Wednesday, 8 October 2008

Prefab


The simple single-storey prefabricated houses, widely known as prefabs, erected in a hurry, often on bomb sites and often by prisoners of war, to house people made homeless by World War 2, were a common sight when I was a child. They were meant as a short-term solution, but the UK housing shortage has never ended and many had much longer lives than intended. Few, though, now remain. A row of survivors stood, perkily enough, until recently in my South East London suburb. Then one after another was swallowed up by new housing developments.
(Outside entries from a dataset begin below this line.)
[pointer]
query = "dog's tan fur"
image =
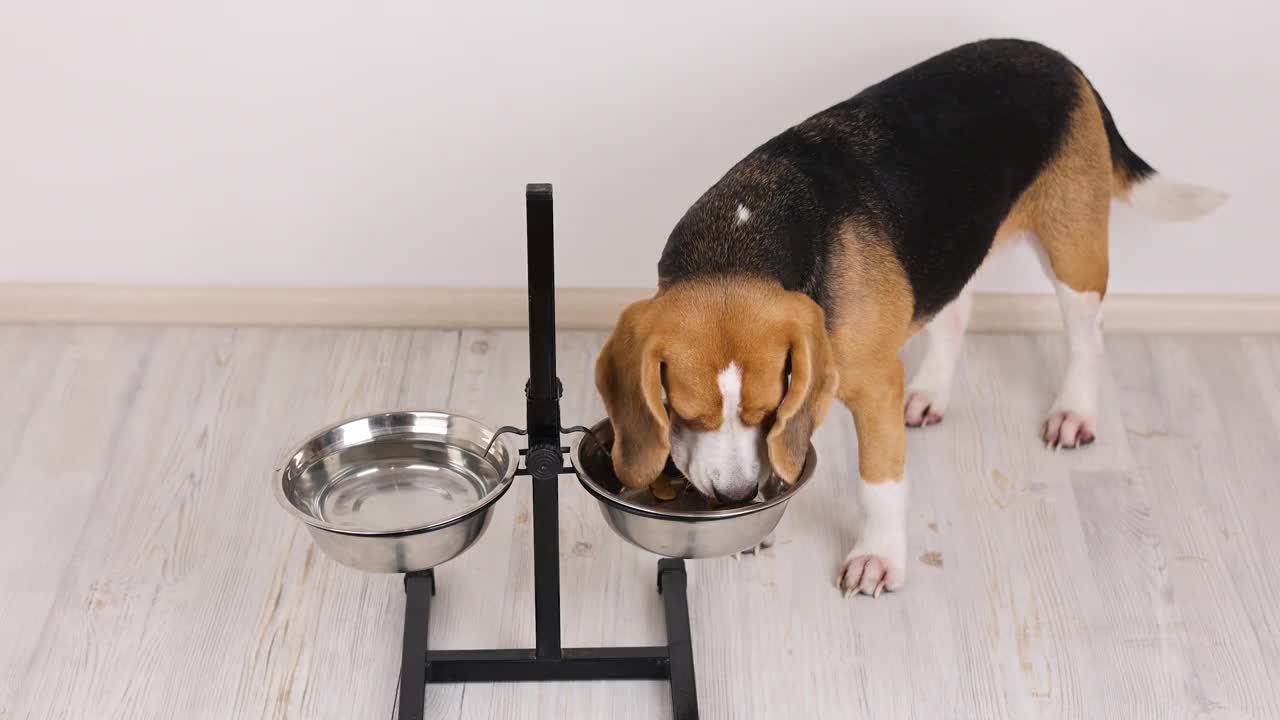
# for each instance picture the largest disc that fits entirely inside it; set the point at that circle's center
(1069, 205)
(680, 338)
Now there are just two, one visibly abandoned, one just recently vacated and surrounded by a fair-sized and lovely cottage-style garden not yet returned to wilderness, though it won't take long.
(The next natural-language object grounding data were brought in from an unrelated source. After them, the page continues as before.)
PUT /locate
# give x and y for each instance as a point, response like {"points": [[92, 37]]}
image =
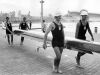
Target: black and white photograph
{"points": [[49, 37]]}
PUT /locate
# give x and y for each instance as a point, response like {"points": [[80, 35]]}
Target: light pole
{"points": [[42, 12]]}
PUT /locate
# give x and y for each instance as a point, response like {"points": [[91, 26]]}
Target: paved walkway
{"points": [[25, 60]]}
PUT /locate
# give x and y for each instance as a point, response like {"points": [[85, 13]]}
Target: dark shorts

Humble, basic homes they were, gratefully received by their occupants, but no-one's preference. Expectations have changed, and not necessarily in the ways you'd think: the size of these houses, and certainly the size of their gardens, is quite generous by modern standards of all but the most affluent. They have their own charm, a spacious, timeless quality, sitting lightly, but as it turns out quite enduringly, upon the earth. I'm kind of sad to see them go, certainly sad to see their gardens go. Perhaps this modest, inexpensive style will have its time again in future aftermaths.

6 comments:

Anonymous said...

This reminds me of the little garden cottages in the huge area of allotment gardens we saw in Helsinki. They were absolutely charming and obviously used in the summer as holiday homes while tending to their lush plots.

Zhoen said...

I'd love a cozy place like that. I'm not the only one,

http://www.tumbleweedhouses.com/houses.htm
http://www.youtube.com/watch?v=65C9OLvmjpI

Jean said...

Zhoen, yes, I've encountered the Tiny House Company before, and love them. Land prices and inflexible planning regulations are a big problem in the UK, but less so in some parts at least of the US, I think?

YourFireAnt said...

This photo could bring out the story teller in ANYone.

Thanks, Jean.

Teresa

Lucy said...

Little fragments, become beautiful in their fragility.
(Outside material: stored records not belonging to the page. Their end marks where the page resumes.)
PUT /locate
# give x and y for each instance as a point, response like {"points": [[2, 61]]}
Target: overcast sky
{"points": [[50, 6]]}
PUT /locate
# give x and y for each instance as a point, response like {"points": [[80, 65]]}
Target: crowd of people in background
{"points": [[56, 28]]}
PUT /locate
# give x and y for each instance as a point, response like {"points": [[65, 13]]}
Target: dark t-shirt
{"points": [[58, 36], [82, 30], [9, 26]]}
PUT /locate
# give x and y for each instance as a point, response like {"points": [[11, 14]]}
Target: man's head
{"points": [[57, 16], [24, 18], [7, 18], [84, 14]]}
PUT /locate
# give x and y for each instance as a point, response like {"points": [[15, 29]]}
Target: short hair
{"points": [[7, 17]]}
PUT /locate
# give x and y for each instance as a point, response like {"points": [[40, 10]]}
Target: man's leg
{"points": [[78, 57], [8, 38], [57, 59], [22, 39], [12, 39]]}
Lovely eloquent, luminous writing, I love that last sentence.

Anonymous said...

Who'd have believed that, 60 years on, the pre-fab would inspire nostalgia! Surely there must be some on which preservation orders have been made. Future prefabricated housing will have as its priority the smallest space consistent with human rights. One of the charms of the post-war pre-fab was the attempt to capture something of the character of the fully constituted cottage.